C’est un événement rare, dans le secteur du tourisme. Près de 10.000 hôteliers, de différents pays européens, ont porté plainte conjointement contre Booking.com, une plateforme de réservation en ligne, selon des informations de France Inter. Et pour cause, selon ces plaignants, les clauses tarifaires appliquées par la plateforme seraient abusives. Elles empêcheraient ainsi les établissements hôteliers de proposer des prix plus attractifs à leurs clients par d’autres biais, que ce soit sur leur site propre ou par d’autres plateformes. C’est une fondation néerlandaise, la Hotel Claims Alliance Foundation, qui a déposé la plainte au tribunal d’Amsterdam, où se trouve le siège de la plateforme.
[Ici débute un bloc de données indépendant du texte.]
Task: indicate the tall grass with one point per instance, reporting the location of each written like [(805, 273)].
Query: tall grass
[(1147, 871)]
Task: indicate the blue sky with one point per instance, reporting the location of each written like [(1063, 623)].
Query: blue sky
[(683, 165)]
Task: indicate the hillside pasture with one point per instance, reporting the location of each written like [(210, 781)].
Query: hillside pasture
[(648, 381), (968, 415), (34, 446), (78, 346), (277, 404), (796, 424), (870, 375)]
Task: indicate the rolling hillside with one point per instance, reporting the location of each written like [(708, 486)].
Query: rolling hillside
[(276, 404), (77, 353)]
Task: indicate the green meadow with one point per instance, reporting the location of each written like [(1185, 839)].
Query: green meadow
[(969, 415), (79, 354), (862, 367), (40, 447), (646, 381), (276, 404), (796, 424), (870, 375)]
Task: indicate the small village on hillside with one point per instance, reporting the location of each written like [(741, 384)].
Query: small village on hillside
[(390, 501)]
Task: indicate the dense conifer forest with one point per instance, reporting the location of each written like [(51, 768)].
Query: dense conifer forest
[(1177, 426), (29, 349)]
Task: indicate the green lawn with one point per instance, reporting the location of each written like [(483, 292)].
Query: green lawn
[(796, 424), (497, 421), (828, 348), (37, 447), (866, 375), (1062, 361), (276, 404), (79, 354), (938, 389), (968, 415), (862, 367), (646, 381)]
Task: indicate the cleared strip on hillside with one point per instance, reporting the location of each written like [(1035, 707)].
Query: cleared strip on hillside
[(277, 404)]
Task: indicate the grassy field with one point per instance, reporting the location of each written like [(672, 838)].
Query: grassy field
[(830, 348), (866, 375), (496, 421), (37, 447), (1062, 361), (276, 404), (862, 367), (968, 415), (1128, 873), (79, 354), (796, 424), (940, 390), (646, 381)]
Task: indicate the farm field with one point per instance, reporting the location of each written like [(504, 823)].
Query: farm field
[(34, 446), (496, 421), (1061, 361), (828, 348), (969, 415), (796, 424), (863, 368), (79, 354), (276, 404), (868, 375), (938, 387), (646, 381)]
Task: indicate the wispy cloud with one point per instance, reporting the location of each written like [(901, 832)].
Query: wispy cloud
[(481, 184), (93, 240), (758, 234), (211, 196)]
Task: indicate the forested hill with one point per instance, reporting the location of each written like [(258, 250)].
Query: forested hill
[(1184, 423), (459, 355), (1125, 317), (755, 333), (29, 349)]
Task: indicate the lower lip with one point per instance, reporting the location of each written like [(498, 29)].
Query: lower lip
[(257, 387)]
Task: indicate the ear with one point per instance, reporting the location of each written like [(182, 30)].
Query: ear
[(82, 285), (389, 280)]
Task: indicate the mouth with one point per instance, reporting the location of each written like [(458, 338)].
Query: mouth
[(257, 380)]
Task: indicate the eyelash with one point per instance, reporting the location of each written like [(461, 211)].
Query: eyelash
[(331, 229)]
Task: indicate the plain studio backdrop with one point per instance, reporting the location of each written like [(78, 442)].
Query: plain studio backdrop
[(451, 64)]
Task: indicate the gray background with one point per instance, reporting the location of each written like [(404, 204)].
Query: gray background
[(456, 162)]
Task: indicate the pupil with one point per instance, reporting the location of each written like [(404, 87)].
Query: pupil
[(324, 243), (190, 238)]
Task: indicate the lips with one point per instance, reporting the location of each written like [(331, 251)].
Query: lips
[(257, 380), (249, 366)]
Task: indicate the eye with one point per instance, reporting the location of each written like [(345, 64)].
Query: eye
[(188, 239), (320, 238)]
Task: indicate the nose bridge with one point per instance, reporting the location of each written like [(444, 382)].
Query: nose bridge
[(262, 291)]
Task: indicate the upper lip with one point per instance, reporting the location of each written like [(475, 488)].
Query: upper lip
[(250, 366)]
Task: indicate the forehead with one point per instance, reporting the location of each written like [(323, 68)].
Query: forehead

Selon la plainte, les clauses tarifaires de Booking auraient coûté des centaines de millions d’euros aux établissements.

Or, ce n’est pas la première fois que Booking est pointé du doigt pour ses pratiques. En juin dernier, c’est la Répression des fraudes française qui a demandé à la plateforme de bien vouloir revoir ses conditions contractuelles, en lui reprochant des «pratiques restrictives de concurrence». L’organisme a laissé à la plateforme jusqu’au 31 décembre pour les rendre conformes. Des tensions récurrentes, qui illustrent un déséquilibre entre le site et les établissements hôteliers. Aujourd’hui, Booking capte 70% des réservations en ligne en Europe.

Des commissions en forte hausse

«Au fur et à mesure de leur mainmise sur le marché, Booking a eu la possibilité d'augmenter ses taux de commission, de peser beaucoup plus sur les marges de l'hôtelier», explique Véronique Siegel, présidente de la branche hôtellerie à l’Union des métiers et des industries de l’hôtellerie, interrogée par France Inter. Selon elle, pour un chiffre d’affaires de 100 euros grâce à une réservation via Booking, l’hôtel ne touche en fait que 75 euros, rendant cet équilibre difficile à tenir.

En 2015, Booking a mis fin en France à la clause tarifaire qui empêchait les hôtels de proposer des prix plus bas ailleurs. Mais cette contrainte existe toujours dans d’autres pays d’Europe. Et cette situation entraîne donc une explosion de 30% des commissions prises par Booking. Pour avoir plus de poids dans cette démarche, la Hotel Claims Alliance Foundation a été rejointe par une trentaine d’associations professionnelles du secteur. Les établissements qui souhaitent se rallier à cette plainte peuvent encore s’inscrire sur une plateforme dédiée, jusqu’à fin août.

De son côté, Booking dément toute pratique anticoncurrentielle : «Les déclarations faites par HOTREC (la fédération du tourisme européen, NDLR) et d'autres associations hôtelières sont inexactes et trompeuses. Le jugement de la Cour de justice de l’Union européenne (CJUE) auquel HOTREC et ces associations font référence pour justifier une possible action collective n’a pas conclu que les clauses de parité tarifaire de Booking.com étaient anticoncurrentielles. En réalité, la CJUE n’a même pas été saisie pour évaluer si nos clauses avaient des effets anticoncurrentiels ou un impact sur la concurrence. La Cour s’est simplement prononcée sur le fait que ces clauses relèvent du champ d’application du droit de la concurrence de l’UE et que leurs effets doivent être appréciés au cas par cas. Nous souhaitons également confirmer que nous n’avons reçu aucune notification formelle d’une action collective.»